Un altro punto fondamentale del sistema è il meccanismo che prevede che la pensione non possa essere inferiore ad un livello minimo che corrisponde alla pensione sociale erogata a coloro che, raggiunta una certa età, non abbiano diritto a pensione previdenziale e siano privi di un reddito sufficiente. È, in questo secondo caso, prestazione assistenziale poiché si prescinde dalla condizione di lavoratore: il finanziamento è statale, ed è gestita dall’INPS poiché tutte le provvidenze monetarie a carico dello Stato sono ormai affidate a detto Istituto che si occupa del pagamento delle pensioni per invalidità civili di cui da poco gestisce anche l’intera procedura di concessione sia pure con meccanismi che mantengono una partecipazione degli organismi del SSN al processo valutativo.

La pensione civile spetta a persone con disabilità varie che la legge considera meritevoli di tutela al pari di quelle che, per età anagrafica e condizioni reddituali fruiscono della pensione sociale. È il punto di incontro, così, fra il sistema previdenziale e quello assistenziale, con una vita tormentata poiché lo si ritiene una delle cause di dissesto della finanza pubblica e fonte di abusi e storture tanto da giustificare continui assestamenti e crociate di controllo che toccano anche un altro Istituto assistenziale: l’indennità di accompagnamento per persone con disabilità particolarmente gravi. Queste provvidenze a carico dello Stato costituiscono il principale mezzo di sostentamento – a prescindere dal pur essenziale sostegno dei familiari - per persone svantaggiate, accanto al Sistema sanitario nazionale che garantisce le cure alla generalità della popolazione. Sono integrate da una serie di interventi sociali ed assistenziali delle Regioni e degli enti territoriali che offrono ulteriori forme di sostegno per diversificate situazioni di bisogno (sostegno alla mobilità ed alla fruizione di vari servizi, sussidi economici, ecc.) a persone che si trovino in ristrettezze economiche valutate in base a strumenti complessi come l’ISEE: un misuratore della condizione economica del soggetto per verificare se abbia diritto ad una determinata provvidenza. Si tratta nell’insieme dei tre livelli di intervento – nazionale, regionale, locale – di un sistema molto intricato, oggetto di proposte di riforma anche radicali, rispetto al quale è determinante il sostegno del patronato che, nel caso di ANMIL può contare sulla professionalità degli addetti, al pari d altri Istituti, del resto, e sull’esperienza pluridecennale della Associazione nel sostegno ai disabili, parte integrante del DNA del Patronato.
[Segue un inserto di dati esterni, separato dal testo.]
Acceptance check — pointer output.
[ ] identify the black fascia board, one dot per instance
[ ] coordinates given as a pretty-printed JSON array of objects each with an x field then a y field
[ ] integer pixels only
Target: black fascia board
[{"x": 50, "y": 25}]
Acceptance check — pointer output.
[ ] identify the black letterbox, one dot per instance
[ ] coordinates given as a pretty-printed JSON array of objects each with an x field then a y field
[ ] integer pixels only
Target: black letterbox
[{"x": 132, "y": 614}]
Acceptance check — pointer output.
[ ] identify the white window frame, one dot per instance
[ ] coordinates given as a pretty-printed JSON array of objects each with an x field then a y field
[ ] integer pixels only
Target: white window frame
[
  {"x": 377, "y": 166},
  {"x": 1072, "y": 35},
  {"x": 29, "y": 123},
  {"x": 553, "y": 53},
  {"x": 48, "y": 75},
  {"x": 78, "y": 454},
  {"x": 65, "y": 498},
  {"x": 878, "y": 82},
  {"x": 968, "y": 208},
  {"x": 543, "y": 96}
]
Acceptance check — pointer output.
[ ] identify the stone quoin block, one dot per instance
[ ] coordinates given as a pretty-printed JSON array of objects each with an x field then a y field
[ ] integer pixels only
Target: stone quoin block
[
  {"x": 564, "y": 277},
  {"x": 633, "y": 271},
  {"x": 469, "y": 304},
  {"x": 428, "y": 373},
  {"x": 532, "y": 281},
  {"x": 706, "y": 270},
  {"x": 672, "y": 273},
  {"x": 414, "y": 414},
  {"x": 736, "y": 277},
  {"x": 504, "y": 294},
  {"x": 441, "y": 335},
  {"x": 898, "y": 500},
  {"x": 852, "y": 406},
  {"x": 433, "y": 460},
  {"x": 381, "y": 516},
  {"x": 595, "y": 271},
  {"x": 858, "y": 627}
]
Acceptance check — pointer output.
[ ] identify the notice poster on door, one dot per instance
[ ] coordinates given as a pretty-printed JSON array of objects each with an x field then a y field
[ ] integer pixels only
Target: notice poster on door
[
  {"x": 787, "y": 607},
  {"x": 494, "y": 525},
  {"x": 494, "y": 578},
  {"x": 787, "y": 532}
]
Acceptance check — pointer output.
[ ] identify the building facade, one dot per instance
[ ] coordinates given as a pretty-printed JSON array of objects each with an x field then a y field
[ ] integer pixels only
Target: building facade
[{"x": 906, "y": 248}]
L’esperienza e la professionalità giocano un ruolo determinante nell’orientare ed assistere gli interessati di fronte ad un sistema complesso anche per la rete di norme procedurali – decadenze, prescrizioni dei diritti, termini da rispettare per le domande ecc. – da rispettare e che spesso richiede iniziative in sede giudiziarie anche per le quali il Patronato garantisce guida e sostegno consulenziale ed informativo rispetto ad una normativa in continua evoluzione. Si consideri, così, che provvedimenti dell’estate 2011 prevedono fra l’altro che prima di arrivare al giudizio occorra seguire una sorta di procedura di “conciliazione”.